While they did not hide the function of the integrated module, and we clearly stated on Google Play which data will be accessed by our apps, we concur with Dr. Web that this data collection could be perceived as offensive or malicious activity. As a result, we have made the decision to remove the module in question until we reach a resolution with our partner on more transparent methods for freemium offers."

The company behind the "adware," General Mobi, disputes Dr. Web's claims, telling ZDNet that the module is not a threat to users, and rather acts as a means for vendors to provide users with quick firmware over-the-air (FOTA) updates. In addition, when a contract is signed between a vendor and GMobi, there are strict clauses to prevent misuse.

The firm said in a statement to ZDNet over email:

"In the context of proliferation of malwares in the connected world where millions of new users are coming online probably for the first time, GMobi FOTA allows OEMs to provide timely SW updates to protect the devices and reduce expensive customer service handling cost.

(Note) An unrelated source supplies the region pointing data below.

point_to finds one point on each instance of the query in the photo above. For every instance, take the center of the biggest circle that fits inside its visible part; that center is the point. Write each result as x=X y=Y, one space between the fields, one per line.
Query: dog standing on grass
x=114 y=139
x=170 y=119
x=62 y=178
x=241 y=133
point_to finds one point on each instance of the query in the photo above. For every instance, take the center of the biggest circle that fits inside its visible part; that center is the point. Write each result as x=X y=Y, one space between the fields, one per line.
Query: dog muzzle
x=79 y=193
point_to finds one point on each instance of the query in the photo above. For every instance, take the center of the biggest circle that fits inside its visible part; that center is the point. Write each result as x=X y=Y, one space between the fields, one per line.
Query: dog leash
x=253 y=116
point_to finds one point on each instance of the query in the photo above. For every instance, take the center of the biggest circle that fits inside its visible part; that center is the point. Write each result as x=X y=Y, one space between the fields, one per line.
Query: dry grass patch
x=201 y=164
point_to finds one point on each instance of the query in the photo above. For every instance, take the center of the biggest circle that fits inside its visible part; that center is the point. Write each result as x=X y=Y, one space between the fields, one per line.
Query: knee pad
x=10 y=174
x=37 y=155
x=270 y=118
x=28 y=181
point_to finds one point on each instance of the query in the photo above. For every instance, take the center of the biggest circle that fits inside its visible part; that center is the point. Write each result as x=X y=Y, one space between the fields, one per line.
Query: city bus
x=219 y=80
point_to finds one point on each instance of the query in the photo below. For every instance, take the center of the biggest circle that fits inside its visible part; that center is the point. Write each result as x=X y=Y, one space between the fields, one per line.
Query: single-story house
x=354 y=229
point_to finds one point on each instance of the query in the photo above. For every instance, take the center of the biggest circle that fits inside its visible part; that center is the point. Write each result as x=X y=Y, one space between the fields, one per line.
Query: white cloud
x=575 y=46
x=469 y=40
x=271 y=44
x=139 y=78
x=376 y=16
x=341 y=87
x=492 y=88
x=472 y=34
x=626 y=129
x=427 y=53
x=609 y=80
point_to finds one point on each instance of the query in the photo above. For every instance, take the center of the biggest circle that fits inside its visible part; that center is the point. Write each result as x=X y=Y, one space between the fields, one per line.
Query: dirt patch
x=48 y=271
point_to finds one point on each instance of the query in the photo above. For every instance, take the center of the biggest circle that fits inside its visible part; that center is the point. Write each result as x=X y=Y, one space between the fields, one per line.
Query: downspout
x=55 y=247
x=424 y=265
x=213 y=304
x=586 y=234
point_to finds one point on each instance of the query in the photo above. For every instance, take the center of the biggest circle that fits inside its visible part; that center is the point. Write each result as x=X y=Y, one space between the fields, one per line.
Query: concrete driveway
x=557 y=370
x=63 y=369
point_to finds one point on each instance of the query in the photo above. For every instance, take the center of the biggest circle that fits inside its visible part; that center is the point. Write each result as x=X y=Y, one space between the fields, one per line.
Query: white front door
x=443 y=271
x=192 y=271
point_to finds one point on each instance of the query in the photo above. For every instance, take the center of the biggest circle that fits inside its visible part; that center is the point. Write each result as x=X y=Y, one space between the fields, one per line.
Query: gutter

All SW releases happen with close coordination with respective OEMs. All customer communications happen with OEM consent and approval.

We are fully aware of the potential misuse and grey area operation by many of our competitors, GMobi has never ever crossed the boundary of ethical business operations and beyond the contractual obligation with OEMs and end users.

We have extended our FOTA service to app partners like Trend Micro and various other partners in the form of SDK where the purpose is again very well defined [...] and falls under the End User License Agreement ( EULA) scope between app publisher and the end user.

Overall, it is suffice to say that there has been not a single incidence of misuse of the power of access and user data by GMobi."